Abstract
Whether antecedent systemic hypertension influences the risk of subsequent left ventricular
(LV) dilation in patients after an acute myocardial infarction with LV systolic dysfunction
is unclear. We assessed echocardiographic evidence of ventricular remodeling from
baseline (mean ± SD 11 ± 3 days) to 2 years after an acute myocardial infarction in
122 hypertensive (defined as a history of treated hypertension, baseline systolic
blood pressure ≥140 or baseline diastolic blood pressure ≥90 mm Hg) and 334 nonhypertensive
patients in the Survival and Ventricular Enlargement echocardiographic substudy.

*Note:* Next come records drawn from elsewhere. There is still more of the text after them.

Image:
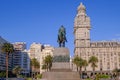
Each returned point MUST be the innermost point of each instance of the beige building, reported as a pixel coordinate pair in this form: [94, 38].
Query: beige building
[107, 52]
[39, 52]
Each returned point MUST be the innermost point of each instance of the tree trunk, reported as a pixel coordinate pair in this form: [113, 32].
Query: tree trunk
[80, 72]
[77, 68]
[7, 65]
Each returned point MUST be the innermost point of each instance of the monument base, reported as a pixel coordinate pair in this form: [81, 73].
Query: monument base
[61, 67]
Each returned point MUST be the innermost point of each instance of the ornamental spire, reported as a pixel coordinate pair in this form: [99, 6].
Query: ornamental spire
[81, 7]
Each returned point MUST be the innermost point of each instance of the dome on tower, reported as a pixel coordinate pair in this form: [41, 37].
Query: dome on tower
[81, 7]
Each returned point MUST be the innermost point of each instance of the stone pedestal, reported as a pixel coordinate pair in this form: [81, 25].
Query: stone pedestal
[61, 59]
[61, 67]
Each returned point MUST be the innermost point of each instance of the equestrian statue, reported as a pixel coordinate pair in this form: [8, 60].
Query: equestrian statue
[62, 36]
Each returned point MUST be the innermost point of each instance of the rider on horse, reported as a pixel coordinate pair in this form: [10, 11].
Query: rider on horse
[62, 36]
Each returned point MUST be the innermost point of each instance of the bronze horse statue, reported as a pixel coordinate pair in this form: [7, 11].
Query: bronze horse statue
[62, 36]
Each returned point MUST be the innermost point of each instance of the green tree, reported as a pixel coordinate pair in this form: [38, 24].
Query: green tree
[93, 61]
[16, 70]
[76, 61]
[48, 62]
[7, 48]
[35, 65]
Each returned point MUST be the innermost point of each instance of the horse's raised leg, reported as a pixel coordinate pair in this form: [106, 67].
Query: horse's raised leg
[59, 44]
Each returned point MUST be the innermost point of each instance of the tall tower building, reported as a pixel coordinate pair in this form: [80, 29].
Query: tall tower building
[81, 29]
[107, 52]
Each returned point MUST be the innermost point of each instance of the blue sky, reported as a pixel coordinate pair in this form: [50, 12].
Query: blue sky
[39, 20]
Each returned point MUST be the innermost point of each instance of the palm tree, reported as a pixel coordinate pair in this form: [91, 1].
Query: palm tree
[7, 48]
[80, 64]
[85, 64]
[117, 72]
[48, 62]
[93, 61]
[76, 61]
[17, 70]
[35, 64]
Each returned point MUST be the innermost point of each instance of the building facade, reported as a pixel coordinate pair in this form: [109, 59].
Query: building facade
[39, 52]
[3, 57]
[21, 58]
[107, 52]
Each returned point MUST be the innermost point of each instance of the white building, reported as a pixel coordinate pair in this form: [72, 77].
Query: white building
[3, 57]
[21, 57]
[107, 52]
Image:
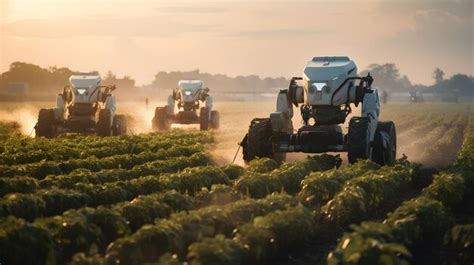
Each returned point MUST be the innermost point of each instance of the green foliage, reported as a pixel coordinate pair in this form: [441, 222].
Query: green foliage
[276, 233]
[261, 165]
[319, 187]
[18, 184]
[459, 242]
[286, 178]
[446, 188]
[181, 229]
[370, 243]
[233, 171]
[215, 251]
[362, 195]
[419, 220]
[24, 243]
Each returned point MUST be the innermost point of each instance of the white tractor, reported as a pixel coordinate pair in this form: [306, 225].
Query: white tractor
[328, 87]
[85, 106]
[187, 96]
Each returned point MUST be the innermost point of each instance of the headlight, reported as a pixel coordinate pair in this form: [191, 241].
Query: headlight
[316, 87]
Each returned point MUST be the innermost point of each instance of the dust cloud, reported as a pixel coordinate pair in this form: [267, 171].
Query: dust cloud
[26, 117]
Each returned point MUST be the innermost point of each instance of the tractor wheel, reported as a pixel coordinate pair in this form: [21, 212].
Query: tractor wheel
[204, 119]
[160, 122]
[385, 155]
[119, 125]
[256, 142]
[358, 139]
[104, 124]
[46, 124]
[215, 119]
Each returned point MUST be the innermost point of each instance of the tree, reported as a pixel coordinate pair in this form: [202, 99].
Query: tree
[438, 75]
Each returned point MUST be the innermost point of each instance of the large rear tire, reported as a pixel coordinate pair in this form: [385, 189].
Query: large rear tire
[385, 155]
[104, 124]
[215, 119]
[358, 139]
[119, 125]
[204, 121]
[46, 124]
[256, 142]
[161, 121]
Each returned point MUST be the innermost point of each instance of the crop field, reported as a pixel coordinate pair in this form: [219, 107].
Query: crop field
[177, 198]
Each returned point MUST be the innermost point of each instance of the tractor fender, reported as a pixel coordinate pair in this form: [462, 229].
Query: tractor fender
[209, 102]
[170, 105]
[111, 105]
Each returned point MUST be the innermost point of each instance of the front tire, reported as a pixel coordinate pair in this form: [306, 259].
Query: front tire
[204, 119]
[104, 124]
[215, 119]
[160, 122]
[256, 142]
[358, 139]
[46, 124]
[385, 155]
[119, 125]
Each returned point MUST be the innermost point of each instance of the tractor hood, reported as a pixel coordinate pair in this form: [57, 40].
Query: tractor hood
[322, 77]
[190, 89]
[83, 85]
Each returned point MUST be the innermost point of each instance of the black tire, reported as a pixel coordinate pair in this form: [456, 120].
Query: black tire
[46, 126]
[204, 121]
[119, 125]
[385, 155]
[256, 142]
[358, 139]
[215, 119]
[104, 124]
[161, 121]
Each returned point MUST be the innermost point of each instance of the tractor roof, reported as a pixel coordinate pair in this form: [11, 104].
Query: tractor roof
[328, 68]
[85, 80]
[190, 84]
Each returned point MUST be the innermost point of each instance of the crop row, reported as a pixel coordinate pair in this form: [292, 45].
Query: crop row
[418, 223]
[270, 236]
[56, 201]
[44, 168]
[256, 239]
[23, 184]
[285, 178]
[24, 150]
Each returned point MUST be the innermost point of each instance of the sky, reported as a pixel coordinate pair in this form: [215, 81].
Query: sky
[267, 38]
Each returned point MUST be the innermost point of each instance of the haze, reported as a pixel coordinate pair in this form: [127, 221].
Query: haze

Compared
with nonhypertensives, baseline heart size, defined as the sum of the average short-
and long-axis LV cavity areas, was similar (70.1 ± 11.9 vs 68.8 ± 11.2 cm2, p = 0.33 at end-diastole; 50.1 ± 11.3 vs 48.8 ± 10.8 cm2, p = 0.31 at end-systole), but short-axis LV myocardial area (24.7 ± 4.3 vs 25.7
± 5.0 cm2, p = 0.043) and wall thickness (1.15 ± 0.16 vs 1.21 ± 0.17 cm, p = 0.004) at end-diastole
were greater among hypertensives. The myocardial infarct segment lengths were similar
in the 2 groups (p = 0.22). Although LV cavity areas increased significantly in the
2 groups from baseline to 2 years (p ≤0.001), the increase was significantly greater
in hypertensives than in nonhypertensives (+5.6 ± 11.5 vs +2.2 ± 10.7 cm2, p = 0.005 at end-diastole; +6.23 ± 12.75 vs +2.94 ± 11.4 cm2, p = 0.012 at end-systole). There was no concomitant difference in the change in
LV myocardial area or LV wall thickness between the 2 groups (p >0.30). After adjusting
for known confounders, antecedent hypertension was associated with a doubling of the
risk of LV dilation (50.8% vs 37.7%, odds ratio 2.09, 95% confidence interval 1.27
to 3.45, p = 0.004). This association was not modified by diabetes mellitus, myocardial
infarct segment length, or captopril use (all p values for interaction >0.10). We
conclude that antecedent hypertension is associated with subsequent LV dilation in
patients after acute myocardial infarction with LV systolic dysfunction.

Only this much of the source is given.